The concept plan was introduced to the town Planning and Zoning Commission at its May 27 meeting. The audio recording is archived on the town’s website.
The concept site plan for building the new store will be up for a public hearing before the commission on June 24 at 7 p.m. Hampstead residents are invited to comment on the concept site plan, which can be viewed between 8:30 a.m. and 4:30 p.m. Monday through Friday at Hampstead Town Hall, at 1034 S. Carroll St.
The commission reviews concept site plans to make sure the designs does not conflict with town code, the property deed, the town’s comprehensive plan and other considerations. It also considers whether proposals would stress infrastructure such as traffic, schools, emergency responders, or water and sewer use. The town’s planning process is outlined in the town code, available on its website.
Jeffrey Harman, a civil engineer with the design firm Becker Morgan Group, spoke about the plan, which includes demolishing the old restaurant and constructing a new 9,100-square-foot building with an on-site parking lot and a loading area in the rear.
The front and side facades of the building will have the look and feel of brick, with hopes to make the building fit with the aesthetic of the area. The front facade has varied heights at the roof line to give the building more of a downtown look. The sign is a “monument sign” designed to be similar to those in the shopping center across the street, Harman said.
“That is definitely an upgrade of what the standard Dollar General facade is,” he said.
The parking lot was designed so trucks can turn around on the site rather than having to do so on Md. 30. The plan includes changes to the parking lot entrance and exits, as well as landscaping across the front, to create “a little bit safer way” to get into the lot, Harman said.
According to the site plan, the amount of impervious surface will be reduced from the way the site is currently. The plan is to remove some parking space in the rear of the building where the property comes close to railroad tracks, in order to make sure that the the easement required for railroad maintenance is observed. Lighting will be mounted on the building and freestanding out front.

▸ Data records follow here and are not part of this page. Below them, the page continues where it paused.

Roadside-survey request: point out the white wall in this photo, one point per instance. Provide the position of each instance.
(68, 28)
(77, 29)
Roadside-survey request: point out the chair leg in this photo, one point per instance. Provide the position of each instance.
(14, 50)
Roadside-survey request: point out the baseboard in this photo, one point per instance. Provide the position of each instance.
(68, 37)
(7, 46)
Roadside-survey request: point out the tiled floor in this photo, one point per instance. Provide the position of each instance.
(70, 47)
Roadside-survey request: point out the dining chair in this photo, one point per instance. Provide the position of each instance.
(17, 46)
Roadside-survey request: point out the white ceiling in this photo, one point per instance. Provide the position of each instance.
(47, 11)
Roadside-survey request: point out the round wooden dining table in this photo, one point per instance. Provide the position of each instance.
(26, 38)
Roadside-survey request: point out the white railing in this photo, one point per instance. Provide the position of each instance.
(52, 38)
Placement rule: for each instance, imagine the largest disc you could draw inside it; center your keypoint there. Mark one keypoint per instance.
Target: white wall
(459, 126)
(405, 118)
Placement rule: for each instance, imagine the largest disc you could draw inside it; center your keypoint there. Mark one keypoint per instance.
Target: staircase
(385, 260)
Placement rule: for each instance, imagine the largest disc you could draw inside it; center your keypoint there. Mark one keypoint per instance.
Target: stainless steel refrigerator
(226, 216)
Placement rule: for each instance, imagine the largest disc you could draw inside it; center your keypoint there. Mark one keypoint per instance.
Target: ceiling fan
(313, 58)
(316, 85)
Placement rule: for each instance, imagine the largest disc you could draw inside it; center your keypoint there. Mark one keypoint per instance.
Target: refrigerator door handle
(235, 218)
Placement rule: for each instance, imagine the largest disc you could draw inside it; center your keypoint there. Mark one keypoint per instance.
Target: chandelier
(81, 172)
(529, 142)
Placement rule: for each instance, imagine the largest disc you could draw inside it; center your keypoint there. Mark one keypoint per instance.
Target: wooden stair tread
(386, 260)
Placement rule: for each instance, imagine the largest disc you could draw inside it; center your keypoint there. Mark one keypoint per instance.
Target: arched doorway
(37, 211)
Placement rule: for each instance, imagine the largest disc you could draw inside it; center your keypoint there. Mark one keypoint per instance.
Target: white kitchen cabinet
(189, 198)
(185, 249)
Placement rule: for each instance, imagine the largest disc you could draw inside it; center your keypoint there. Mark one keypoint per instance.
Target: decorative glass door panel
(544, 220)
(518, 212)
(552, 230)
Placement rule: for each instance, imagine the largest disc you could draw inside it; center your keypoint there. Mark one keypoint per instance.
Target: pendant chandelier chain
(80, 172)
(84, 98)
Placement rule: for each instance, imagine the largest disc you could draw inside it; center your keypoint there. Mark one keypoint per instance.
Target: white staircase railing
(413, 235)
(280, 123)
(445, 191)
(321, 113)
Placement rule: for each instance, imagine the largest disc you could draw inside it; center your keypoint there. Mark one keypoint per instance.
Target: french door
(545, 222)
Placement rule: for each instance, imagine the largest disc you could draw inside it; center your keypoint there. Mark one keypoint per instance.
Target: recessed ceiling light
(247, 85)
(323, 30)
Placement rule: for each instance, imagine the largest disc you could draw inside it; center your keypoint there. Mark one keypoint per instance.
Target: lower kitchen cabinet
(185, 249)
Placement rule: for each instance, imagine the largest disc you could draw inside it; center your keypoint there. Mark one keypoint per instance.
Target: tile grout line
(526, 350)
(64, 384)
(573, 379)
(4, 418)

One Planning and Zoning Commission member commented that the sidewalks leading to the store would make it more convenient for those who were walking from surrounding residences. It wasn’t clear from the audio recording of the meeting which member stated this.
The company plans to request a waiver for four parking spaces, planning for 31 rather than the 35 that would be required for this size store.
Harman said they believe that the planned 31 spaces will be more than enough because Dollar General shoppers tend to be in and out quickly when shopping. He said, “9,100 feet is a good-size store, but it’s not 100,000 square feet, so you don’t have to walk 10 minutes from one side of the store to the other to get what you need.”